KZ: I love being a repeat offender at Arena Stage, Round House Theater, Imagination Stage, and The Kennedy Center…those theaters all feel like home to me. I was very saddened by the closing of Theater of the First Amendment…that theater that instrumental to my birth and growth as a playwright. I would love an opportunity to work with Studio Theater…I love the intimacy of their space. I love Forum Theater. I find Theater J to be a real home for playwrights. I would like to write a Woolly Play. I would like to write a full length musical and have it come to life in DC.
JL: DC audiences are ...
KZ: ... very smart, very attentive, very loyal.
JL: DC actors, designers and directors are ...
KZ: …world class.
JL: DC critics are ...
KZ: ...here! And there are many! And there is something to be said about that. I may disagree at time with some of them, but I do recognize that having as many critics and reviews as we do is a vital sign of our thriving Theater scene. Let’s get some more!
JL: How do you feel the DC theatre community has addressed the issues of race and gender parity ? How has this particular issue impacted you and your ability to get your work produced on the main stages?
KZ: All of my work has a feminist edge (Female protagonist…women in power etc) …and much of it also reflects my Latino background. Almost all of my plays (some which have premiered else where) have found a home in DC which is not something I expected when I first started writing here.
JL: What advice do you have for an up and coming DC based playwright or a playwright who has just moved to D.C.?
KZ: See lots of plays.
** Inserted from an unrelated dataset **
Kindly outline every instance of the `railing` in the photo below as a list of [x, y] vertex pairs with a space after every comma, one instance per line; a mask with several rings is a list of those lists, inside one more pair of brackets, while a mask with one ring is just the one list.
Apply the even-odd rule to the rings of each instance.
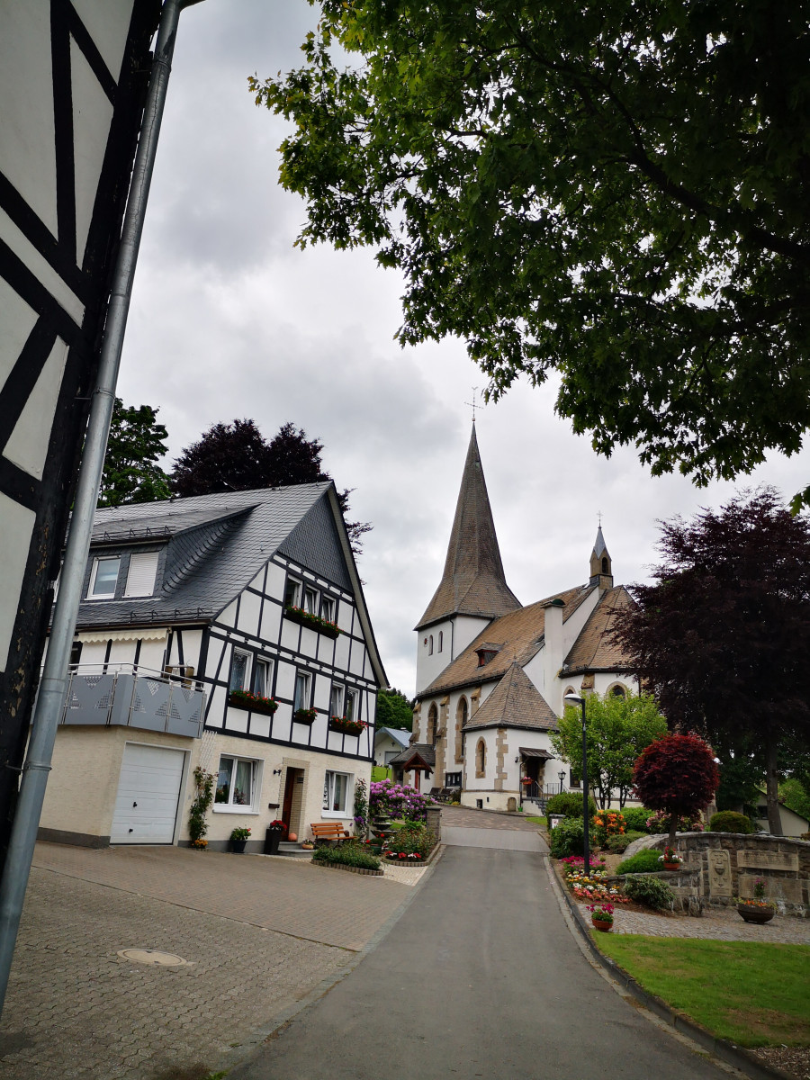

Attend the festivals. Try to be part of a slam. Support other playwrights. Find different ways use your skills to be part of the community…of your neighborhood. Create genuine good will. And then write. write. And re-write.
JL: What's next for you as a playwright? Where can we keep up with your work?
KZ: I am writing a 15-actor piece entitled JUST LIKE US based on the non-fiction book by the current political climate of immigration for the Denver. I am collaboration with Septime Webber and the Washington National Ballet on a Libretto for “THE SUN ALSO RISES.” I am doing an adaptation of THE AGE OF INNOCENCE as part of my residency at Arena. I am working on projects for the Kennedy Center and Imagination Stage. And I am on a steering committee to help organize an unprecedented national convening of Latino Theater artists that addresses the issues of being us in the U.S.